Alas, leaving us in tatters doesn't always leave us in titters. Like its predecessors, Best in Show has its moments, but it also has its other moments, when things just don't seem to gel. That may be due to the way Guest puts the movies together, laying down a template and letting his actors fill in the blanks, and it's a small price to pay for the pleasure these mock-documentaries do provide: seeing ourselves in the funhouse mirror of Guest's amiable scorn. Best in Show doesn't reach the giddy heights of Waiting for Guffman; the jokes don't build, the story doesn't develop. But the movie's such a nice clean shot (at a target that's admittedly as wide as a barn) that you wind up admiring it anyway. You may not love it, but you respect it in the morning.

Actually, I loved several parts of it. The names alone are worth the price of admission. In addition to Guest's Harlan, there's: Cookie and Gerry Fleck (Catherine O'Hara and Eugene Levy), who've maxed out their credit cards to give their Norwich terrier a spot at the Mayflower Kennel Club Dog Show; Stefan Vanderhoof and Scott Donlon (Michael McKean and John Michael Higgins), gays who have a minor tiff over how many kimonos to pack for the 48-hour trip; Meg and Hamilton Swan (Parker Posey and Michael Hitchcock), who rush their weimaraner to a psychoanalyst every time their own neurotic anxieties get the best of them; Christy Cummings and Sherri Ann Ward Cabot (Jane Lynch and Jennifer Coolidge), who show what would happen if Anne Heche and Anna Nicole Smith ever got together. And last but not least, there are the viciously inbred beasts themselves, whose names I will leave for you to discover.

It's admirable of Guest not to exploit the mutts for cheap laughs, and not to have the owners go after each other like rabid rottweilers. But the movie leaves you wishing he'd pushed things harder than he has. His own character, who ain't nuthin' but a hound dog--he looks like a hound dog, he sounds like a hound dog, and he appears to think like a hound dog--is allowed to sail through the movie with his dignity intact, even during his wooden attempts at ventriloquism. I loved the gentle rises and falls of Harlan's Southern accent, which Guest subtly preserves when Harlan's speaking through the dummy. It's a terrific performance, but you have to wonder why Guest didn't go for the funny bone more often--or the jugular, for that matter.

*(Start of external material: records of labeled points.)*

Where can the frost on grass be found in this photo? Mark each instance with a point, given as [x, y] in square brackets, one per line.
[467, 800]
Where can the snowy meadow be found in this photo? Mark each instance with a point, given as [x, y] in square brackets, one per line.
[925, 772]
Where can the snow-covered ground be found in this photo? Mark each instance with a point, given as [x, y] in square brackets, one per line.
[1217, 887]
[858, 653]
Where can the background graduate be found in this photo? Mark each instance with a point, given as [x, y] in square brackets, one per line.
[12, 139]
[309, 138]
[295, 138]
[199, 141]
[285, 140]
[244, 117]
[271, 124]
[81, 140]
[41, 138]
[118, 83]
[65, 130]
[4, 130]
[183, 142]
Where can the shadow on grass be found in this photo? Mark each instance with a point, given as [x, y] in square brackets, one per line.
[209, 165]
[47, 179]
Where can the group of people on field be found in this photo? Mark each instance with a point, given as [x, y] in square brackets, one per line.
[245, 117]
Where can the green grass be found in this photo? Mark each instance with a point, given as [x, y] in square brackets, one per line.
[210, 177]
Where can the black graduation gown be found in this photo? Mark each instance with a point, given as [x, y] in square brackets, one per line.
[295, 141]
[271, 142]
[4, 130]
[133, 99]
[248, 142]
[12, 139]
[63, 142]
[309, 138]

Perhaps he got lost in the quest for authenticity. Best in Show does a magnificent job of capturing the absurdly genteel atmosphere of your average dog-show championship. (They're beauty pageants, basically, except the judges are allowed to pull back the jowls and examine the teeth and gums.) And Guest has now mastered the mockumentary form, with its nods to--and flights away from--cinema verité. Of all the cast members, Fred Willard, as some sports-announcer jock sent to do the Mayflower play-by-play, understands the balance between reality and surreality the best, shooting off lines that don't always make you laugh out loud but linger in your memory. Like the movie itself, he gets funnier and funnier the more you think about it.